Brain Activity Patterns Can Foreshadow 24-Hour Seizure Risk

July 18, 2024

Article by News Medical

A team of epilepsy specialists at University of California San Francisco has developed a method to predict 24-hour seizure risk. The researchers, led by Vikram Rao, MD, PhD, a Distinguished Professor in Neurology, showed that the storm of brain activity characterizing a seizure is presaged by abnormal communication between specific areas of the brain. By analyzing just 90 seconds of these unusual brain signals, the researchers could forecast seizure risk. “By identifying one of those events, we can offer patients information that can reduce one of the most stressful aspects of epilepsy: the unpredictability of seizures,” said Rao.

Rao collaborated with Ankit Khambhati, PhD, an assistant professor of neurosurgery who studies brain circuits associated with epilepsy, in the hopes of identifying a pattern of changes in how parts of the brain communicate with each other that could more easily and accurately foreshadow an oncoming seizure. Rao recruited 15 volunteers whose seizures arise from the hippocampus, which is found on both sides of the brain and plays a role in many types of epilepsy. These patients all had implanted responsive neurostimulation systems, or RNS devices, which can monitor brain activity and try to prevent it with electrical stimulation when it recognizes the sign of a seizure.

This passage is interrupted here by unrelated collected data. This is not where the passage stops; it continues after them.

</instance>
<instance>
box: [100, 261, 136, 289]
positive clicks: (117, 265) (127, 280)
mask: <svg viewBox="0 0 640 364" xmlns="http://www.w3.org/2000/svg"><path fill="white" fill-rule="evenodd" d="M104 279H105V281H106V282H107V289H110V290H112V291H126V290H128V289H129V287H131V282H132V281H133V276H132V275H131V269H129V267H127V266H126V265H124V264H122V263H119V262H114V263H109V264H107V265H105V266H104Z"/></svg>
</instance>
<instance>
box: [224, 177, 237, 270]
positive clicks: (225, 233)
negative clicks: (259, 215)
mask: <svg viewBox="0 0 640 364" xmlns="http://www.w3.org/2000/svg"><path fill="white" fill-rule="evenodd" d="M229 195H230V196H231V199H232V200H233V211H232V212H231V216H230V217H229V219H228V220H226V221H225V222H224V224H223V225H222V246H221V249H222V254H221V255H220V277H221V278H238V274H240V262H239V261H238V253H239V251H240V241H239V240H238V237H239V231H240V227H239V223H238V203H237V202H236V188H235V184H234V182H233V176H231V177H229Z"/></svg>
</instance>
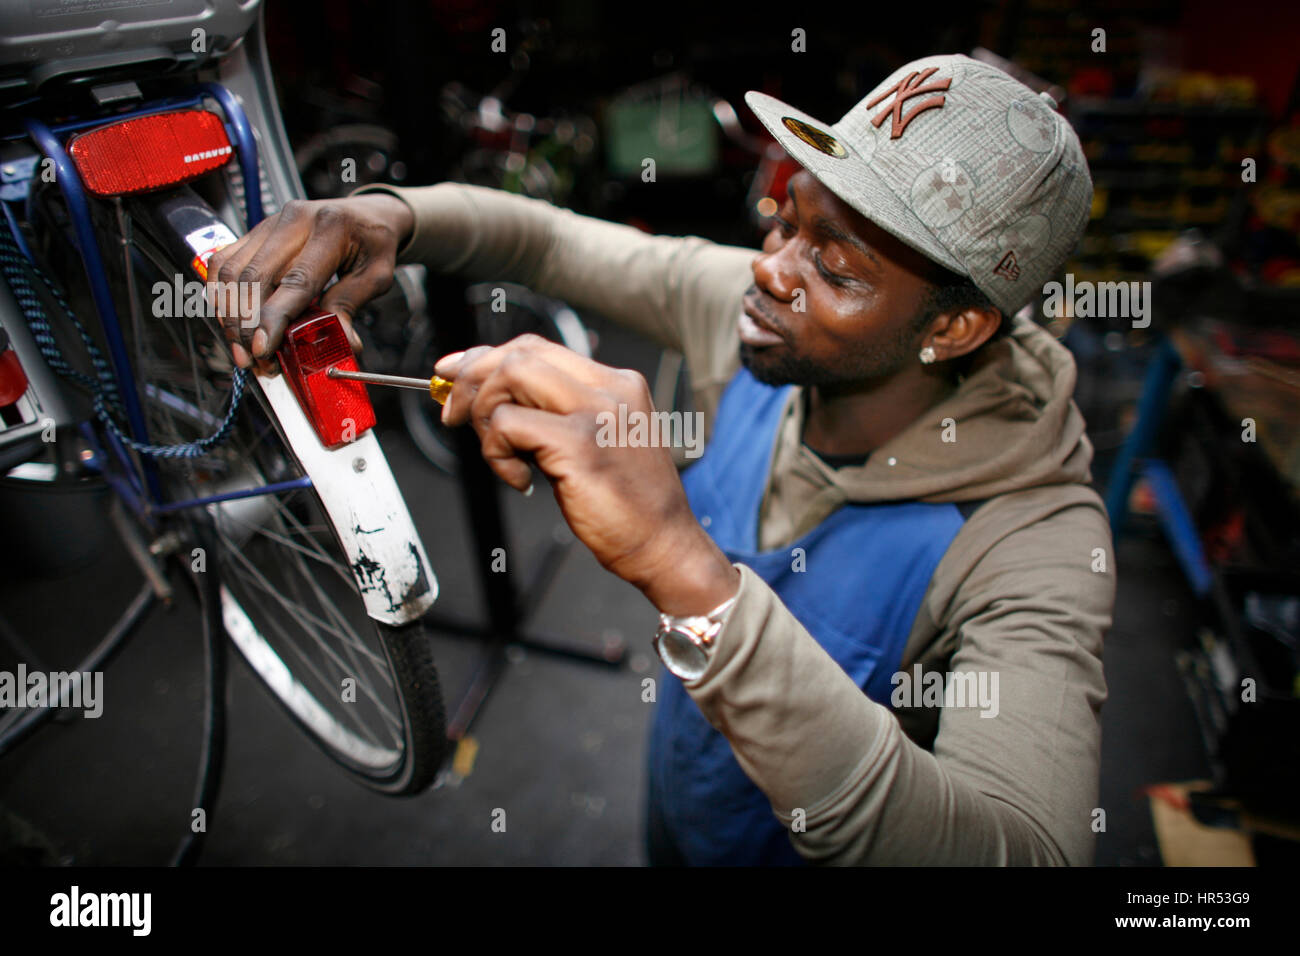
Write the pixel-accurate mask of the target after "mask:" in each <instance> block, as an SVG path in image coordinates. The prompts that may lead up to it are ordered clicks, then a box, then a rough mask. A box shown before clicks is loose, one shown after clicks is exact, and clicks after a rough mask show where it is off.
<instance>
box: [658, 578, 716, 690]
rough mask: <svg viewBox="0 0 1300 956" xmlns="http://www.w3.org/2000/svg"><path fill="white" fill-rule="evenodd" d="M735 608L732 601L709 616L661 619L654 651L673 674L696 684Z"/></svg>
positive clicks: (680, 677)
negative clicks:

After scanning the recorded months of brain activity, the team found a cycle of activity that was associated with seizures. Within it was evidence of a change in communication between the two hippocampi. When the risk of a seizure was low, the right and left hippocampus operated independently, in a normal, healthy way. But signs of seizure risk increased when the two sides began to communicate, slowly synchronizing. As little as 90 seconds of data was sufficient to spot the pattern and assess the likelihood of a seizure occurring in the next 24 hours, a process they call “snapshot seizure forecasting.” The forecasting pattern was similar for virtually all study participants, increasing the likelihood that the approach will work for other people with this form of epilepsy. The discovery, which may be scalable to large numbers of patients, could help to improve the quality of life for those living with the daily uncertainties of epilepsy.